Me explico: en el caso de Halloween, por ejemplo, a muchos les “hace ruido” que proliferen imágenes de esqueletos y vampiros… pero aceptan imágenes Cristo sangrante o de santos meditando con una calavera en la mano. En estos días leía en un blog católico a una educadora invitando a los padres a vestir a sus niños “de un santito, o de algo que no sea tan terrorífico”. Al leerlo, recordé a una persona no cristiana que en una ocasión me dijo que no quiso entrar a una iglesia porque había allí un crucifijo sangrante que le pareció (precisamente) “terrorífico”.

Mi intención aquí no es discutir sobre imágenes religiosas o sobre disfraces. Sí quisiera rescatar lo que decía antes: ¿por qué nos incomodan las características de lo ajeno (cultura, religión, etc), siendo que esas mismas características están presentes en lo propio? ¿Por qué una calavera en el disfraz de un niño de otra cultura está mal, y una calavera en una imagen religiosa de la cultura propia está bien?

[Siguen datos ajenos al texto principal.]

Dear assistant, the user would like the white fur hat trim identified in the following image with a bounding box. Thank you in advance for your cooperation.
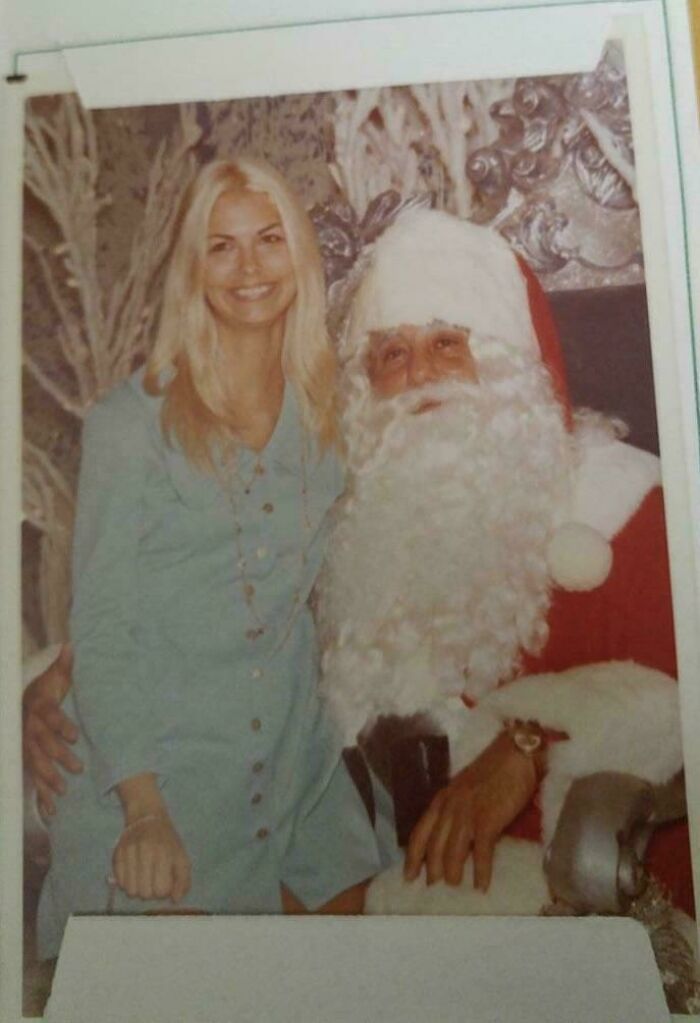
[546,522,613,591]
[342,210,538,356]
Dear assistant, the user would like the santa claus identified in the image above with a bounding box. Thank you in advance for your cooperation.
[316,210,692,914]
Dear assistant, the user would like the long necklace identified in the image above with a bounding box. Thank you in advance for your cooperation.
[217,411,311,654]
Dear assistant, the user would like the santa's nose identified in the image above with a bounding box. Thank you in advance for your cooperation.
[407,348,436,387]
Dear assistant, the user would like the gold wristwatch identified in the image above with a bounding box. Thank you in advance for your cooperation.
[504,718,549,782]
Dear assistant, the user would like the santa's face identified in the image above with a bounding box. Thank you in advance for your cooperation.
[366,320,477,412]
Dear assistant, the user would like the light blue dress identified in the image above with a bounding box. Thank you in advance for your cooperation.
[39,373,382,958]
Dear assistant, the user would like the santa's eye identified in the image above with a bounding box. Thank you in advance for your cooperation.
[382,345,406,366]
[434,333,464,352]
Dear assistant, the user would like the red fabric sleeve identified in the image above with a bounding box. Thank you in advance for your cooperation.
[523,487,676,677]
[519,487,695,916]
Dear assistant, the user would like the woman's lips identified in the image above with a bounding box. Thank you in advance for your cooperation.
[231,284,275,302]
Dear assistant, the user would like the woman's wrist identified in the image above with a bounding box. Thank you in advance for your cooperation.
[117,772,168,827]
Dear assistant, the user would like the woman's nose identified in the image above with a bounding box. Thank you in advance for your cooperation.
[240,246,260,277]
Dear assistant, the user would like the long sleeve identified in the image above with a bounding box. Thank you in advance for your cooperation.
[71,385,164,792]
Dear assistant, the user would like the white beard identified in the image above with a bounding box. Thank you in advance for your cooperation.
[317,338,569,745]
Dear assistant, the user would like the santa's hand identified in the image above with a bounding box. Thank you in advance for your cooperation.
[112,814,191,902]
[21,646,83,814]
[404,732,538,891]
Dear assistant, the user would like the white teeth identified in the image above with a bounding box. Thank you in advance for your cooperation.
[233,284,274,299]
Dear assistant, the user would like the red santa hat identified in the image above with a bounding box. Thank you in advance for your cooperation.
[340,209,612,590]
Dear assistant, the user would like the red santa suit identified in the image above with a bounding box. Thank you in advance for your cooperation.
[323,205,693,913]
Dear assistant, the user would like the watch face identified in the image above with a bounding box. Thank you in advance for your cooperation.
[511,725,542,756]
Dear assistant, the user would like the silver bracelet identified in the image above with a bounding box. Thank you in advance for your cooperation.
[119,813,165,841]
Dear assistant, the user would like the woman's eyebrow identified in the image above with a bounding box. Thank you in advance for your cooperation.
[207,220,281,238]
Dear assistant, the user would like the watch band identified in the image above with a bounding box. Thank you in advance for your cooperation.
[504,718,550,781]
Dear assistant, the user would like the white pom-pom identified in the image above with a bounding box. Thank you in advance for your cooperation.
[546,522,612,591]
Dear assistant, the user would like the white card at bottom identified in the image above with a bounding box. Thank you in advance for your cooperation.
[46,917,668,1023]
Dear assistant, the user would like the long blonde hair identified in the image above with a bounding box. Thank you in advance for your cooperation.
[143,157,337,469]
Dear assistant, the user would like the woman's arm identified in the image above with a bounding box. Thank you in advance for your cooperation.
[71,384,162,794]
[21,644,83,816]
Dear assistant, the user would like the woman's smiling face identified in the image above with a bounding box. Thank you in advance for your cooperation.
[204,190,297,330]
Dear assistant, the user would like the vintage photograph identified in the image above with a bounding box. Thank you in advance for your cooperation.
[23,42,700,1016]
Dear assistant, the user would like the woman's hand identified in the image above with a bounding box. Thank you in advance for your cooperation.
[112,771,191,902]
[404,732,537,891]
[112,813,191,902]
[21,644,83,815]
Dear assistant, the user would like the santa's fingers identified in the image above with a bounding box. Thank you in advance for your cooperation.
[426,804,454,885]
[403,792,445,881]
[154,849,173,898]
[136,842,158,898]
[474,826,499,892]
[443,813,474,885]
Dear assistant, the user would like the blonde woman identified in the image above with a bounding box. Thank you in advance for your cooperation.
[32,159,380,958]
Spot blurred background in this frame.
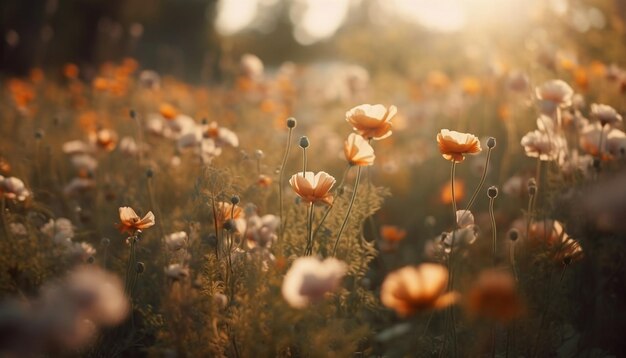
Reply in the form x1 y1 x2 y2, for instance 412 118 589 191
0 0 626 81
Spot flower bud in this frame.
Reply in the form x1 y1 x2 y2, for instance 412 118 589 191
300 136 310 149
487 185 498 199
528 178 537 196
287 117 297 128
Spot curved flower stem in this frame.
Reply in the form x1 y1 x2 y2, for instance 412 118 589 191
489 197 498 266
450 161 457 218
278 128 293 240
304 202 315 256
453 148 493 222
332 166 361 256
313 165 352 239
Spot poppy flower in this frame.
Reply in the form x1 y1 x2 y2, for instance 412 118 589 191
437 129 482 163
346 104 398 140
281 256 348 308
535 80 574 108
380 263 457 317
591 103 622 127
289 172 336 205
343 133 376 166
118 206 155 235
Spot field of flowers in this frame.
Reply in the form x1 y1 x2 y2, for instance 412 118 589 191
0 1 626 357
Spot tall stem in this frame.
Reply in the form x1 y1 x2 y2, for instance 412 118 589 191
276 128 293 240
332 166 361 256
304 202 315 256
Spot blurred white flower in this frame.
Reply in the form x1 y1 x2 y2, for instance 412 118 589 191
282 257 348 308
165 231 189 251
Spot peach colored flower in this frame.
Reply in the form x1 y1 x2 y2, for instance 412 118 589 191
289 172 335 205
437 129 482 163
380 263 457 317
118 206 155 235
281 256 348 308
535 80 574 107
343 133 376 166
346 104 398 140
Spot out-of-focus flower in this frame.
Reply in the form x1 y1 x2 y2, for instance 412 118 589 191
246 214 280 249
380 263 457 317
380 225 406 252
0 175 31 201
165 264 189 281
282 257 348 308
521 130 567 161
346 104 398 140
580 122 626 160
535 80 574 109
467 269 524 323
165 231 189 251
591 103 622 127
159 103 178 121
41 218 74 244
289 172 335 205
63 178 96 196
239 53 263 80
507 71 530 92
203 122 239 148
522 220 583 263
89 129 117 152
118 206 155 235
456 210 474 228
439 179 465 204
343 133 376 166
437 129 482 163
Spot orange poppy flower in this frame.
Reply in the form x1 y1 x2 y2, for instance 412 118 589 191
380 263 458 317
63 63 80 80
118 206 155 235
437 129 482 163
467 270 524 323
289 172 336 205
343 133 376 166
346 104 398 140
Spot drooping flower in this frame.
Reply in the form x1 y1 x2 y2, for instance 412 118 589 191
289 172 335 205
591 103 622 127
535 80 574 109
343 133 376 166
380 263 457 317
467 269 523 323
281 256 348 308
118 206 155 235
521 130 567 161
437 129 482 163
346 104 398 140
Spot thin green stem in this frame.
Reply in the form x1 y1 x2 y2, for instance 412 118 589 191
313 165 352 239
332 166 362 256
489 197 497 266
278 128 293 240
304 202 315 256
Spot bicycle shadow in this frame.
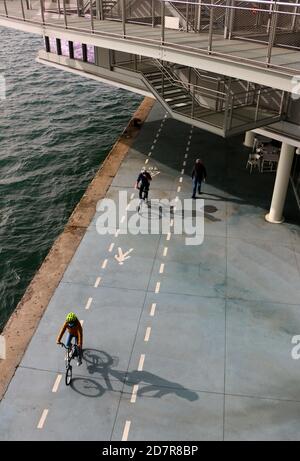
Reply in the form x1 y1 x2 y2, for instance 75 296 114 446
71 349 199 402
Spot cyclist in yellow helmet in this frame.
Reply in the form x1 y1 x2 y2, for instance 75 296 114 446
56 312 83 365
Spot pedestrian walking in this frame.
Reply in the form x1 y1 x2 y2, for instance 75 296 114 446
192 158 207 198
135 168 152 211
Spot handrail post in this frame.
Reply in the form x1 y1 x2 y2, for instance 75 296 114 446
267 3 278 67
185 2 189 32
279 91 285 116
207 0 214 54
161 1 165 45
4 0 8 18
122 0 126 38
151 0 155 27
228 0 235 40
96 0 101 19
90 0 94 33
63 0 68 29
224 0 231 38
196 0 202 33
99 0 104 21
254 88 261 122
40 0 45 24
20 0 25 21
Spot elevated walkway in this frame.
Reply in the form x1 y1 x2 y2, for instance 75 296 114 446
0 0 300 92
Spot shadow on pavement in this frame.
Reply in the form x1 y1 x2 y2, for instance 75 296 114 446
71 349 199 402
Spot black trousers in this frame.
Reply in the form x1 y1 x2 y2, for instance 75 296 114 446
139 184 149 200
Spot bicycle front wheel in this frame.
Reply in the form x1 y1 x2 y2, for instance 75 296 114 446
65 365 72 386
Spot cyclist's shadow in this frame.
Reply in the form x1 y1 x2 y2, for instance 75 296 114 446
83 349 198 401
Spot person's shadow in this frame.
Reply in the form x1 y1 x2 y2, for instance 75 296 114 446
75 349 199 402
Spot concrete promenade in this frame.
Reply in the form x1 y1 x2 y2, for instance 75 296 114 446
0 104 300 441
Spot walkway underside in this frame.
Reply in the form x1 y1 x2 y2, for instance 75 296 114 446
0 105 300 441
0 0 300 92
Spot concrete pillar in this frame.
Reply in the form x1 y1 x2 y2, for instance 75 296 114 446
244 131 255 149
265 142 295 224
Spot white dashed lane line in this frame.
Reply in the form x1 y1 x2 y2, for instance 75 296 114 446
144 327 151 343
52 375 62 392
130 384 139 403
150 303 156 317
101 259 108 269
85 296 92 310
138 354 145 371
94 277 101 288
37 408 49 429
122 421 131 442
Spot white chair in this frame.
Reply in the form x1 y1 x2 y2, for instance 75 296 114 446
246 154 260 174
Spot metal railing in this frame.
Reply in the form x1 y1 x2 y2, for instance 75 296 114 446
139 60 285 133
0 0 300 75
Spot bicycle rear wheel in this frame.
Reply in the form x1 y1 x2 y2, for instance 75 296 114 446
65 365 72 386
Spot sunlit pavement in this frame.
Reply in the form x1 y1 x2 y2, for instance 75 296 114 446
0 105 300 441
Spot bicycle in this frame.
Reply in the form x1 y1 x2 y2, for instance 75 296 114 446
59 343 80 386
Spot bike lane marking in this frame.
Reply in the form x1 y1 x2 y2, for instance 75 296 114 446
94 277 101 288
37 408 49 429
122 421 131 442
150 303 156 317
108 243 115 253
52 375 62 392
144 327 151 343
138 354 145 371
85 298 93 310
101 259 108 269
130 384 139 403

Me parece que esta actitud proviene de una conciencia ancestral en la que el “otro” representa un potencial peligro, y por eso ante él se toma una actitud defensiva. ¿Por qué no ver al otro, no como un potencial peligro, sino como una posibilidad de enriquecimiento? En vez de cerrarnos ante el mal que el otro (otra cultura, otra religión, otra forma de pensar…) nos puede traer, sería mejor abrirnos ante el bien que lo distinto nos puede aportar. En el caso de Halloween, podríamos (por poner un ejemplo simple) aprovechar para cultivar en los niños los valores de la gratitud y la generosidad: recordarles agradecer por los dulces que reciben de regalo, y aprender a compartirlos con los demás (¡aunque a algunos, todavía, nos cueste!)